— Больше ничего и не было.
— Как ничего? А с девкой-то? Из-за тебя будут говорить про всю Красную Армию. Девок, скажут, портят, развращают деревню.
— Ничего я ей не сделал, — бормотал побелевший Миронов.
— Ты думаешь, остальные-то — мерины? — продолжал жестокий Куров. — Не мерины, брат, а вот не бегают, как ты, потому что не в такое время живем, да не в такой армии служим. Иди. Если ничего не сделал с девкой — не говори, а про самовольную отлучку сам докладывай. А гимнастерку, если оставил где, возьми, потеряется еще.
— Вот она, — сконфуженно, совсем уже обескураженный показал под исподней рубашкой Миронов и, обогнув Курова, как опасное место, сунулся в казармы. Уже на лестнице он остановился и, оглянувшись, с досадой сплюнул:
— Тьфу! Вот адвокат, хуже старшины! Кудлатый черт, кыргыз скуластый...
6
Тихая до звона ночь изредка обрывается брехом костовских собак, глубоким всхрапом спящих на конюшне лошадей да совсем редким окриком дневальных: «Стоять!
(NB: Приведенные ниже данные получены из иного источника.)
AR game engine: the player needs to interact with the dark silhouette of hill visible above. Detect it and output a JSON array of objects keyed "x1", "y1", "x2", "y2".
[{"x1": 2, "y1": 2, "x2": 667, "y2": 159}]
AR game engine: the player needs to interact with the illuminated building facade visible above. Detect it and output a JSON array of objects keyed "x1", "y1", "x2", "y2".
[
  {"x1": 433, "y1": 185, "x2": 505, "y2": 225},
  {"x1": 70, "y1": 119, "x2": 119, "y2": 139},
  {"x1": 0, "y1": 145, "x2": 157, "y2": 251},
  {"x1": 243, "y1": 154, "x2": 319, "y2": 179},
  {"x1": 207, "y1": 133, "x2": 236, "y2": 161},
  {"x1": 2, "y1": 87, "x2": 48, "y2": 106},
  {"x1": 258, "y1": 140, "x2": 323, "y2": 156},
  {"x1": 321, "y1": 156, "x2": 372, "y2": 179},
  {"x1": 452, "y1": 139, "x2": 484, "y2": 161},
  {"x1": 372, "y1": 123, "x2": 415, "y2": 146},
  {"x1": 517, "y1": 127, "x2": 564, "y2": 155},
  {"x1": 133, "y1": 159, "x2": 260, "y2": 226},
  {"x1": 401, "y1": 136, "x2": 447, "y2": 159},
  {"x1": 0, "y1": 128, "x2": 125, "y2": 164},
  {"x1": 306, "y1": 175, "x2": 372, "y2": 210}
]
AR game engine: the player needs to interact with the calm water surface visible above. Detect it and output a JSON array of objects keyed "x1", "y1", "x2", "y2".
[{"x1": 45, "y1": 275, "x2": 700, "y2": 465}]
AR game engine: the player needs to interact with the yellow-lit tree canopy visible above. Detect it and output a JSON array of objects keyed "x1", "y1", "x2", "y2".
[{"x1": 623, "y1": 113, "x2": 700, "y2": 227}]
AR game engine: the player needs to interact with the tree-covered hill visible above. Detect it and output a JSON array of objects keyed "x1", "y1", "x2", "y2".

Дай ногу! Ногу! черт!..»
За конюшнями в луже монотонно поют свою песню лягушки, в заводях Мсты свищут утки, с офицерского кладбища доносится плач какой-то ночной птицы.
Спит Аракчеевка.
В легком шуме березовой рощи давно погас любовный шепот девчат, и Куров уже смотрел на часы — не время ли подъема, когда к эскадрону подошел странно согнувшийся Фома.
Встретил его военком Смоляк. Он долго вполголоса что-то говорил Фоме, а плечи Баскакова кургузились все больше и больше. Наконец Смоляк махнул рукой и отпустил его.
— Ночной калека, с трещинкой, — сказал Смоляк Курову. — Присмотри за ним, чтоб не надломился.
— Усмотришь за ними — черта с два! — буркнул дневальный.
— Ничего, послезавтра начнем занятия, дурь-то повытрясется... Ишь ты, ночь-то какая теплая! — улыбнулся ночи Смоляк и, расстегнув воротник, тихо побрел на квартиру.